To write in riddles when one is not prophesying is too much trouble: what I am affirming is the horror of the characteristic American custom of promiscuous, unsought and unauthorized introductions.

You incautiously meet your friend Smith in the street; if you had been prudent you would have remained indoors. Your helplessness makes you desperate and you plunge into conversation with him, knowing entirely well the disaster that is in cold storage for you.

The expected occurs: another man comes along and is promptly halted by Smith and you are introduced! Now, you have not given to the Smith the right to enlarge your circle of acquaintance and select the addition himself; why did he do this thing? The person whom he has condemned you to shake hands with may be an admirable person, though there is a strong numerical presumption against it; but for all that the Smith knows he may be your bitterest enemy. The Smith has never thought of that. Or you may have evidence (independent of the fact of the introduction) that he is some kind of thief -- there are one thousand and fifty kinds of thieves. But the Smith has never thought of that. In short, the Smith has never thought. In a Smithocracy all men, as aforesaid, being equal, all are equally agreeable to one another.

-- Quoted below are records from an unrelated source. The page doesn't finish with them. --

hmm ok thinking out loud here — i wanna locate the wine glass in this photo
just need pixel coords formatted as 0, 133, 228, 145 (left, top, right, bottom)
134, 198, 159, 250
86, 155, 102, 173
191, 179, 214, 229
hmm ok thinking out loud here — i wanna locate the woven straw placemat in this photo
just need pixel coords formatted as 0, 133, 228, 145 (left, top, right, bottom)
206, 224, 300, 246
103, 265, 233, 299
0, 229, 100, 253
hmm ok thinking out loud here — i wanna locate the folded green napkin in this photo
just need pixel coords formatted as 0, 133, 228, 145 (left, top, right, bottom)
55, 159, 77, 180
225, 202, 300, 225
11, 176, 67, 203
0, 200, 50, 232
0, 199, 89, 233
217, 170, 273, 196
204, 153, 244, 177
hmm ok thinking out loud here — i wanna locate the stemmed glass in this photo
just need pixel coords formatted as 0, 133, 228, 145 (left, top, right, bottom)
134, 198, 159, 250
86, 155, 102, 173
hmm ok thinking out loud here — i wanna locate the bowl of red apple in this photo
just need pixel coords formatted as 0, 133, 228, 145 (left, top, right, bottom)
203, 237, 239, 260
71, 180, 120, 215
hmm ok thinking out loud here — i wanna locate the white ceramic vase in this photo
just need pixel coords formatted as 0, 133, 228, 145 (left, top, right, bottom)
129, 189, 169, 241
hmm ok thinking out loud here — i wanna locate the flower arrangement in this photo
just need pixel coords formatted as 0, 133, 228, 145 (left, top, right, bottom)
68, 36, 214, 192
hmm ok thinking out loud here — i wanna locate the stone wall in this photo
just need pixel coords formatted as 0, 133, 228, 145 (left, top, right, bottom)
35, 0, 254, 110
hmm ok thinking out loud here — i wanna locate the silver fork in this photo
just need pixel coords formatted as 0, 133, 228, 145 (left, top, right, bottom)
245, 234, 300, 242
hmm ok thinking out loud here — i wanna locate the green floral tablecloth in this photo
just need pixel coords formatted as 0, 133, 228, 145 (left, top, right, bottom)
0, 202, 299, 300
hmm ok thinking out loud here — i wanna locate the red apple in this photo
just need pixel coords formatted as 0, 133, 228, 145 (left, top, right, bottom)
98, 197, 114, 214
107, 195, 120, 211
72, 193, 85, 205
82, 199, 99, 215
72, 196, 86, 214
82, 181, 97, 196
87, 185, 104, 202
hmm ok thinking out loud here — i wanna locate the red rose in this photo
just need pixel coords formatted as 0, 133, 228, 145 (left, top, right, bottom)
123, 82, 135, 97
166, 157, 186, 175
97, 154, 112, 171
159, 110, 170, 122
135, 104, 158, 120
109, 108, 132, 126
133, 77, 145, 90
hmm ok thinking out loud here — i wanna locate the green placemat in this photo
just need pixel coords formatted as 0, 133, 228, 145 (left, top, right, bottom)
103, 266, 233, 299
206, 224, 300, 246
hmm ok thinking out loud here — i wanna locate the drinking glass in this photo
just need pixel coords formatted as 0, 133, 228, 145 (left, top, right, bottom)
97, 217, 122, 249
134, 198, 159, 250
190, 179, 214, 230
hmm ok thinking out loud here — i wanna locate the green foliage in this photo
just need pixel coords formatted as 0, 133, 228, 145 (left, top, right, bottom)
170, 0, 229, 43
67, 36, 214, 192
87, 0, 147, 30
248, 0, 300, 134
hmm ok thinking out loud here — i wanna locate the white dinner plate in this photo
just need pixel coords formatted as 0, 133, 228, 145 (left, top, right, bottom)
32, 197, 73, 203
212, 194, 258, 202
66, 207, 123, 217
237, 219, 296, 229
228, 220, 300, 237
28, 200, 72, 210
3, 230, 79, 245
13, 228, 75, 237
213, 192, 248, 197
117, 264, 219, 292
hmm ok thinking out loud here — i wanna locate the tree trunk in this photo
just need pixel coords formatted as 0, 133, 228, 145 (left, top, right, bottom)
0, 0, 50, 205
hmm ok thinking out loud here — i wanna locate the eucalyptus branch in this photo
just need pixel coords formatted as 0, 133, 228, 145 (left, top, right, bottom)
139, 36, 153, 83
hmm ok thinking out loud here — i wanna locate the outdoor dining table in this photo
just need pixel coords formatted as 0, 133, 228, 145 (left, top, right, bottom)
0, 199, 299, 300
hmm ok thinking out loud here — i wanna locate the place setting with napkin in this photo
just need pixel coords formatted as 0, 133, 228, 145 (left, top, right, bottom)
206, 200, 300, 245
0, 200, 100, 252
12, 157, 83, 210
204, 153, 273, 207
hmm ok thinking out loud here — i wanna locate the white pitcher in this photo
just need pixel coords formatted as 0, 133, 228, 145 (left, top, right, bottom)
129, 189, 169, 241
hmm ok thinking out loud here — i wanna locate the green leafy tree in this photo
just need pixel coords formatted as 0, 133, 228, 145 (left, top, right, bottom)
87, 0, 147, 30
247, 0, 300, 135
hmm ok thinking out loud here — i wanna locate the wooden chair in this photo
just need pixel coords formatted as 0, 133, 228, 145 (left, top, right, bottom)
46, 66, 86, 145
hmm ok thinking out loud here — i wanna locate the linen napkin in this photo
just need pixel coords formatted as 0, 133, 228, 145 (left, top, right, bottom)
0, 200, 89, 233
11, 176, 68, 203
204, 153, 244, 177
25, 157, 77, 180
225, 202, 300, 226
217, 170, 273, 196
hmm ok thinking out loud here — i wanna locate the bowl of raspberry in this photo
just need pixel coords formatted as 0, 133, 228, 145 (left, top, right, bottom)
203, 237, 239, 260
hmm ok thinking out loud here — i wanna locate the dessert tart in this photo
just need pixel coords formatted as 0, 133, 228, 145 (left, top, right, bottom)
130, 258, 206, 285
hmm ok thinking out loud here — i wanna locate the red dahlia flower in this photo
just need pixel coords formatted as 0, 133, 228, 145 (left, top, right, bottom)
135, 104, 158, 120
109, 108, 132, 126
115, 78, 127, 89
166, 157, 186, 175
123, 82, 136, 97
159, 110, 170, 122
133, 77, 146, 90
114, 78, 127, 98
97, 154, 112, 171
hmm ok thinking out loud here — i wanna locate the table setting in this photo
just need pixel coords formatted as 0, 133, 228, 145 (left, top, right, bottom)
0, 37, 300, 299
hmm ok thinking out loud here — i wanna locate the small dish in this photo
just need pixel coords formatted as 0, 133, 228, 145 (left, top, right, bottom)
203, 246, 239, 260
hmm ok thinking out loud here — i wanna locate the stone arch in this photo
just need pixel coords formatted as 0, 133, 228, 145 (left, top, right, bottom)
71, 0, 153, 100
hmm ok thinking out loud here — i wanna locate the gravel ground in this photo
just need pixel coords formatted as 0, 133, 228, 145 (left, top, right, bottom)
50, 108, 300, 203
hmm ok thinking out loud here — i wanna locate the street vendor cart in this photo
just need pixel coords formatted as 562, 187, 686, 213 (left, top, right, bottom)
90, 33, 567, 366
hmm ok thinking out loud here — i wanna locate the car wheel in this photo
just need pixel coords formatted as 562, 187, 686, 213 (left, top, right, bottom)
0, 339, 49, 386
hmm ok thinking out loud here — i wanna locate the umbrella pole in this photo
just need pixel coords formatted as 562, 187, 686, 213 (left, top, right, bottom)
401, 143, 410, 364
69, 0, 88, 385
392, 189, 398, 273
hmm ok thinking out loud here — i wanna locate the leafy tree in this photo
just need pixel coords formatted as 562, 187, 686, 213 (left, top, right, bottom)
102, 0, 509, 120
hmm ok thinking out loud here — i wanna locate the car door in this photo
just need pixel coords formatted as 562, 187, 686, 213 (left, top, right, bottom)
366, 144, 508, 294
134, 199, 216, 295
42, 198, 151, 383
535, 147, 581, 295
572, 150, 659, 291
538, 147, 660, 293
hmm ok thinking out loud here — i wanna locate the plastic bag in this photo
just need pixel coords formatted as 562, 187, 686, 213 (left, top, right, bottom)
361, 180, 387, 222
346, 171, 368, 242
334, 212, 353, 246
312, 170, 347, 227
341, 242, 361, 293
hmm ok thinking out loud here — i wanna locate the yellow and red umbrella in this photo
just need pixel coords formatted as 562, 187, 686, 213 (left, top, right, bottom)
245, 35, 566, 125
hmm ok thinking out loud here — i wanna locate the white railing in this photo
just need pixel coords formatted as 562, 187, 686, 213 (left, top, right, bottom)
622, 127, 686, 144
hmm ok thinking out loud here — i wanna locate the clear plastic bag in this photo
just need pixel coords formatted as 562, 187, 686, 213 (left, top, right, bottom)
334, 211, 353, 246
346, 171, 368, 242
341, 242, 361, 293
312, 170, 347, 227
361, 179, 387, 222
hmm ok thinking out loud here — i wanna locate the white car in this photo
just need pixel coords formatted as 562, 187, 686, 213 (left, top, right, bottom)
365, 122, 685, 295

That is a logical extension of the Declaration of American Independence. If it is erroneous, the assumption that a man will be pleasing to me because he is pleasing to another is erroneous too, and to introduce me to one that I have not asked nor consented to know is an invasion of my rights -- a denial and limitation of my liberty to a voice in my own affairs. It is like determining what kind of clothing I shall wear, what books I shall read, or what my dinner shall be.